Self Attention

Self Attention#

Attention is a communication mechanism#

A directed graph of T nodes, each node being a token position, and contains info as a vector of H size
T nodes aggregate infromation as a weighted sum from all nodes
Data dependant, the data stored in the nodes change with time
For autogression,
- 1-th node gets only from itself
- 2-nd node gets from 1,2
- T-th node gets from everyone
Nodes have no notion of space / ordering. So we need to add postional embedding

Encoder vs Decoder#

Encoder
- no triangular mask (it gathers data from both directions)
- eg. translation, sentiment analysis
Decoder
- triangular mask (gathers data from past & present only)
- predicts next word
- “autoregressive”, P(next_word) = P(this_word|past_words) * P(prev_word|words_before)…

Attention = V*softmax(QK.T/sqrt(H))#

Self-Attention: Q,K,V come from X
Cross-attention:
- query from x, keys & values come from different place.
- eg: English -> French, french (query) searches in English (key, value)

x       - private information of token (B,T,C)
q       - each token generates a query vector , [I am a vowel in position 8 looking for consonents upto position 4]
k       - each other token generates a key vector, what information I have [I am a consonent in position 3]
w=qk    - affinity - those two tokens find each other, affinity at the intersection will be very high (I am interested in these positions)
v       - value vector, what information I am willing to provide
y=vσ(w) - accumulate all the information from interested positions to me (B,T,H)

import torch
import torch.nn as nn
from torch.nn import functional as F

Hyperparameters#

B = 32 # B: how many independent sequences will we process in parallel?
T = 8  # T: what is the maximum context length for predictions?
C = 32 # C: numer of different features analysed (D)
max_iters = 5000
eval_interval = 500
learning_rate = 1e-3
device = 'cuda' if torch.cuda.is_available() else 'cpu'
eval_iters = 200
torch.manual_seed(1337)

<torch._C.Generator at 0x7b019efb6210>

Data#

!wget https://raw.githubusercontent.com/karpathy/char-rnn/master/data/tinyshakespeare/input.txt

--2024-06-09 01:52:09--  https://raw.githubusercontent.com/karpathy/char-rnn/master/data/tinyshakespeare/input.txt
Resolving raw.githubusercontent.com (raw.githubusercontent.com)... 185.199.108.133, 185.199.109.133, 185.199.110.133, ...
Connecting to raw.githubusercontent.com (raw.githubusercontent.com)|185.199.108.133|:443... connected.
HTTP request sent, awaiting response... 200 OK
Length: 1115394 (1.1M) [text/plain]
Saving to: ‘input.txt.1’

input.txt.1         100%[===================>]   1.06M  5.18MB/s    in 0.2s    

2024-06-09 01:52:10 (5.18 MB/s) - ‘input.txt.1’ saved [1115394/1115394]
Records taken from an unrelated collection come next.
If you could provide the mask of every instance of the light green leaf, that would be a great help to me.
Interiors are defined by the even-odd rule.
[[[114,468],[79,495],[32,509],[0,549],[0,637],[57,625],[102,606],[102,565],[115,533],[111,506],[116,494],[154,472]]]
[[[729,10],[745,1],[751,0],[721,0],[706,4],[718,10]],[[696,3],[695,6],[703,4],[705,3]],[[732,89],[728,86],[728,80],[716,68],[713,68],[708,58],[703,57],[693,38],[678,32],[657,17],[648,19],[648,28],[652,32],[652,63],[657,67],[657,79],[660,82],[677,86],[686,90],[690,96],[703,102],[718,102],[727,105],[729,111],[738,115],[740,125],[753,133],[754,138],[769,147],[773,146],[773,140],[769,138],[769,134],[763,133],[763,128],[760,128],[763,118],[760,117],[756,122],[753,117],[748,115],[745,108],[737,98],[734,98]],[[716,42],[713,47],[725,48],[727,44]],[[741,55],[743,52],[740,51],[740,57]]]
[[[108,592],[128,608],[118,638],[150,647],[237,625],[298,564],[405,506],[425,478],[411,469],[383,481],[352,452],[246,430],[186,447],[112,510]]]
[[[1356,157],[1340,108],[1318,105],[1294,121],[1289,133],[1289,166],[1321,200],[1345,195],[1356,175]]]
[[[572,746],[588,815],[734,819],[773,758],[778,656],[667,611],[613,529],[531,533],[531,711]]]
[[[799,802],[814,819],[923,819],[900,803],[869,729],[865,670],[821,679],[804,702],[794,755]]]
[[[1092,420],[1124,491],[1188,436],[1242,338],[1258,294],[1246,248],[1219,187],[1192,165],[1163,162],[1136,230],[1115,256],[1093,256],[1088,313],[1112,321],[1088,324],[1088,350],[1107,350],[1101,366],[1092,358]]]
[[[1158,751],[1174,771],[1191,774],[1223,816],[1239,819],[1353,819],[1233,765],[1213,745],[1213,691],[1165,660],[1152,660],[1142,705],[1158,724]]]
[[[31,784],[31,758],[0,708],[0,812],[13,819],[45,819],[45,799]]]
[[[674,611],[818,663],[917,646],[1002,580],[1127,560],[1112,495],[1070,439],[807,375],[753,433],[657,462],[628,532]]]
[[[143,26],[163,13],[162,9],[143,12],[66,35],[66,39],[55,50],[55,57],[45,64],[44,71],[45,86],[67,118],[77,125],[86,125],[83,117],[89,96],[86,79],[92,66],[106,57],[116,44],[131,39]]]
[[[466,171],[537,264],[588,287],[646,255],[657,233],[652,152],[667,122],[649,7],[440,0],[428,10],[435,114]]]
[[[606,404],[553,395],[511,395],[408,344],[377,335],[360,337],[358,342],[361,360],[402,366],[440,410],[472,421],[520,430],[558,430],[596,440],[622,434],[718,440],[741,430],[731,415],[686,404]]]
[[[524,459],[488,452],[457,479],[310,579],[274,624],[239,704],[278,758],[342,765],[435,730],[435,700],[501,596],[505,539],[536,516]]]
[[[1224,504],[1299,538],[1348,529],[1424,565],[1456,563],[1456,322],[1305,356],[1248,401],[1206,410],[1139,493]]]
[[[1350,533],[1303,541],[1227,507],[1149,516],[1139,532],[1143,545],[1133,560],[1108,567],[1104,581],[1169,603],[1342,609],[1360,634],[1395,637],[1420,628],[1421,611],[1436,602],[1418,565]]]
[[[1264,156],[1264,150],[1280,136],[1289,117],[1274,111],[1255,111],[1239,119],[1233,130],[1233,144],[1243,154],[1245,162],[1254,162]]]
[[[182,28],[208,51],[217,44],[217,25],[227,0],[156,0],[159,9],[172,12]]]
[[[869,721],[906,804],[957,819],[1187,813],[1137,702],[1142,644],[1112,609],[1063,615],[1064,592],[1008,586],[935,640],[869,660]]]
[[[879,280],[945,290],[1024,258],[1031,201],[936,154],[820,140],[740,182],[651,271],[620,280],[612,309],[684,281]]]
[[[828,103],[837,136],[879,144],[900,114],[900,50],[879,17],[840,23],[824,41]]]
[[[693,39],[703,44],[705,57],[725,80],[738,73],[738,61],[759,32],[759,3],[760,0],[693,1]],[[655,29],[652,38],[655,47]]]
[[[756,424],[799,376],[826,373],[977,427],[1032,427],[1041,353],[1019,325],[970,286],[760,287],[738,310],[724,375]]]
with open('input.txt', 'r', encoding='utf-8') as f:
    text = f.read()

# here are all the unique characters that occur in this text
chars = sorted(list(set(text)))
vocab_size = len(chars)
# create a mapping from characters to integers
stoi = { ch:i for i,ch in enumerate(chars) }
itos = { i:ch for i,ch in enumerate(chars) }
encode = lambda s: [stoi[c] for c in s] # encoder: take a string, output a list of integers
decode = lambda l: ''.join([itos[i] for i in l]) # decoder: take a list of integers, output a string

chars_str = ''.join(chars)
print(f'vocab_size: {vocab_size}')
print(f'vocabulary: {chars_str}')

# Train and test splits
data = torch.tensor(encode(text), dtype=torch.long)
n = int(0.9*len(data)) # first 90% will be train, rest val
train_data = data[:n]
val_data = data[n:]

vocab_size: 65
vocabulary: 
 !$&',-.3:;?ABCDEFGHIJKLMNOPQRSTUVWXYZabcdefghijklmnopqrstuvwxyz

def get_batch(split):
    # generate a small batch of data of inputs x and targets y
    data = train_data if split == 'train' else val_data
    ix = torch.randint(len(data) - T, (B,))
    x = torch.stack([data[i:i+T] for i in ix])
    y = torch.stack([data[i+1:i+T+1] for i in ix])
    x, y = x.to(device), y.to(device)
    return x, y

Self Attention#

class Head(nn.Module):
    """ One head of self attention"""

    def __init__(self, Ci, Co):
        super().__init__()
        self.Ci, self.Co = Ci, Co
        self.key   = nn.Linear(Ci, Co, bias=False)
        self.query = nn.Linear(Ci, Co, bias=False)
        self.value = nn.Linear(Ci, Co, bias=False)
        self.register_buffer('tril', torch.tril(torch.ones(T, T)))

    def forward(self, x):
        B, T, Ci  = x.shape
        '''
        B  - batch               # of independant vectors processed
        T  - time/block/context  # of tokens in a context
        Ci - channals/dims input # of features in input
        '''

        k = self.key(x)   # (B,T,Co)
        q = self.query(x) # (B,T,Co)

        # compute attention scores / affinities
        wei = q @ k.transpose(-2,-1)                                 # (B,T,Co) @ (B,Co,T) -> (B,T,T)
        wei /= C**0.5                                                # (B,T,T) scaling, bring variance to 1, to prevent softmax clipping
        wei  = wei.masked_fill(self.tril[:T,:T]==0, float('-inf'))   # (B,T,T) Replace upper triangular of wei with -inf
        wei  = F.softmax(wei, dim=-1)                                # (B,T,T) -inf -> 0, rest normalized to 1

        v = self.value(x)  # (B,T,Co)
        out = wei @ v      # (B,T,T) @ (B,T,Co) = (B,T,Co)

        return out

Model: Self attention + Linear + pos/token embeddings#

class BigramLanguageModel(nn.Module):

    def __init__(self, B,T,C):
        super().__init__()
        self.B, self.T, self.C = B,T,C
        # each token directly reads off the logits for the next token from a lookup table
        self.token_embedding_table = nn.Embedding(vocab_size, C) # for every possible token, weights for next token
        self.position_embedding_table = nn.Embedding(T, C)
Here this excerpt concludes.